Sin embargo, después estaba la otra parte, la otra cara de la moneda: El adoctrinamiento permanente, la imposición, la amenaza, el tener, por ejemplo, la obligación de ir a misa todos los domingos, de confesarse al menos una vez al año, en peligro de muerte o si se tenía que comulgar. El cumplir con los mandamientos de Dios y los de la Santa Madre Iglesia, el ayudar a la Iglesia en sus necesidades, es decir, colaborar económicamente con ella; y la Iglesia no era, ni más ni menos, que sus ministros, o sea, los que se llevaban la pasta. Alejarse de la mentira y de la maldad, porque las penas del infierno eran algo permanente para todo el que se desviase de la palabra de Dios, y Dios castigaba de una forma cruel…

¿Cómo el Dios cristiano —me preguntaba yo en mi infancia—, que era la bondad personificada, podía castigar a alguien a una pena eterna por algo temporal que podía haber hecho mal en un momento de debilidad? No, yo no podía pensar eso; y eso —pensaba— no era alejarse del cristianismo, sino actuar con lógica.

Hoy la sociedad ha cambiado, afortunadamente, y ya no pensamos como hace cien años o más, en los que todo estaba dominado por la autoridad eclesiástica. Ellos eran los que dictaban las normas a seguir desde sus palacios episcopales, donde la humildad, la austeridad y la sencillez brillaban por su ausencia.

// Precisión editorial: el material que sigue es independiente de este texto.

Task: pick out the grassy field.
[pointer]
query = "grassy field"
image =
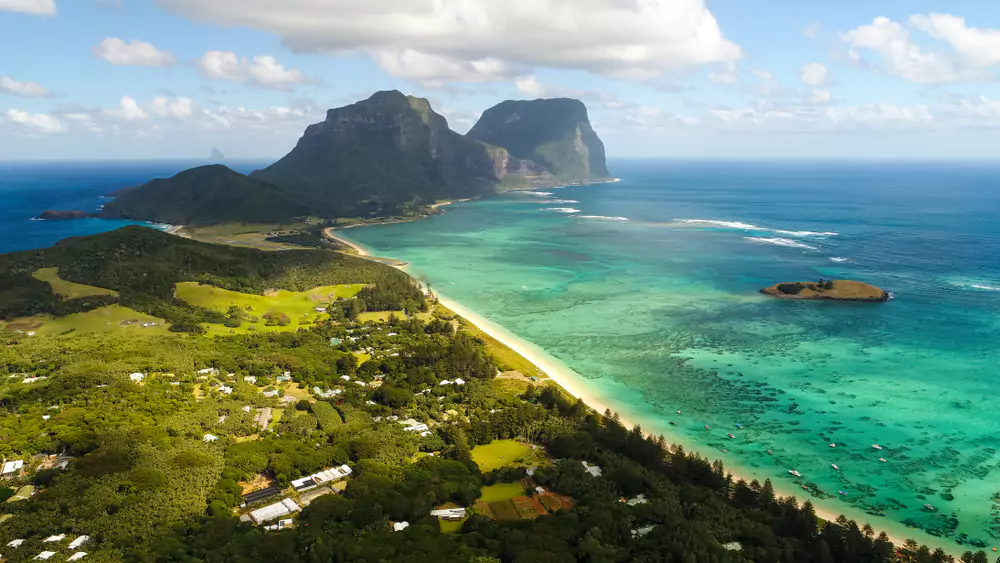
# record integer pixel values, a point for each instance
(300, 306)
(381, 316)
(68, 289)
(501, 453)
(103, 319)
(502, 491)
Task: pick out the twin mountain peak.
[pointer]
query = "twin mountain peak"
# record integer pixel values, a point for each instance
(385, 156)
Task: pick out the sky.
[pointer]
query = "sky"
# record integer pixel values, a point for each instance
(145, 79)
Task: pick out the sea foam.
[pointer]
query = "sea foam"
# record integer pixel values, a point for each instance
(749, 227)
(602, 218)
(780, 242)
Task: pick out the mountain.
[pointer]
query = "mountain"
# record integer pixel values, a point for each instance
(380, 156)
(206, 195)
(554, 134)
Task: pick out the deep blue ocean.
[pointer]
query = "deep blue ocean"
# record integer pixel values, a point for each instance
(648, 289)
(27, 189)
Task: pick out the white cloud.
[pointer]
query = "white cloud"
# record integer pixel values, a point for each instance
(972, 54)
(128, 110)
(820, 97)
(263, 70)
(34, 122)
(177, 108)
(23, 89)
(488, 40)
(133, 53)
(530, 86)
(814, 74)
(34, 7)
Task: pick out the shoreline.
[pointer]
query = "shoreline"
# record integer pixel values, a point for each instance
(571, 382)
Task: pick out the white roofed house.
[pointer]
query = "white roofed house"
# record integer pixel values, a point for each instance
(12, 468)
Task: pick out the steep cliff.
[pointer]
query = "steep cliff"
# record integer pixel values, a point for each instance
(379, 156)
(547, 136)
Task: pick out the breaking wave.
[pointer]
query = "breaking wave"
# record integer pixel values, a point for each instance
(781, 242)
(749, 227)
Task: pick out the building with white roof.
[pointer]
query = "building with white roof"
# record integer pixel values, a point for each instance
(12, 467)
(272, 511)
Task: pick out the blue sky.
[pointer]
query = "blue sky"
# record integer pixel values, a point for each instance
(116, 79)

Sin embargo, en la actualidad quieren seguir teniendo los mismos privilegios que tuvieron en el pasado, con la misma ayuda económica con la que el Estado les favorece, y siguen ostentando un poder fáctico que llega a muchos sectores y que es aplaudido por los más poderosos y por los sectores más conservadores, mientras desde los púlpitos critican despiadadamente a la sociedad atea, y a los políticos socialistas y comunistas, pero siguen poniendo la mano para que se les dé lo que por tradición creen que aún les corresponde.

Del Estado español recibe la Iglesia católica más de 11.000 millones de euros anuales, según ha denunciado Europa laica (organización española sin ánimo de lucro, promotora del laicismo, la libertad de conciencia, el Estado laico y la separación Iglesia-Estado), y «mientras los obispos viven en un paraíso fiscal, aumenta la pobreza y se privatizan los servicios públicos». Así es. La Iglesia no se resigna a perder el poder que siempre ha ostentado, pero la población ahora ya no es tan ignorante como lo era hace un siglo escaso. Todos los «cuentos» sabemos que son sólo eso: «cuentos», y como decía el cantor «sé todos los cuentos».

Sí, ya sé también lo que me van a decir muchos, que de los colegios concertados, por ejemplo, no se tiene que preocupar el Ministerio de Educación, pero ¿cuántos colegios públicos se podrían hacer cada año con ese dinero?; ¿cuántos niños y niñas se podrían escolarizar de una forma pública?, ¿cuántos hospitales se podrían financiar?

Llevamos más de cuarenta años de democracia. 40 años en los que los mandatarios y los eclesiásticos ya no van bajo palio; pero hay otros palios, que no se ven, que les protegen de la misma manera que en el pasado.

Yo no soy muy inteligente, pero creo que la humildad, la sencillez y la austeridad, que deberían caracterizar a todas esas personas que en su día sintieron «la llamada de Dios», ya no es algo inherente a ellos, aunque tampoco lo fue nunca. Y creo que Dios, desde su infinita sabiduría, bondad y prudencia, con su silencio permanente está queriendo decir que no aplaude la labor de la Iglesia católica.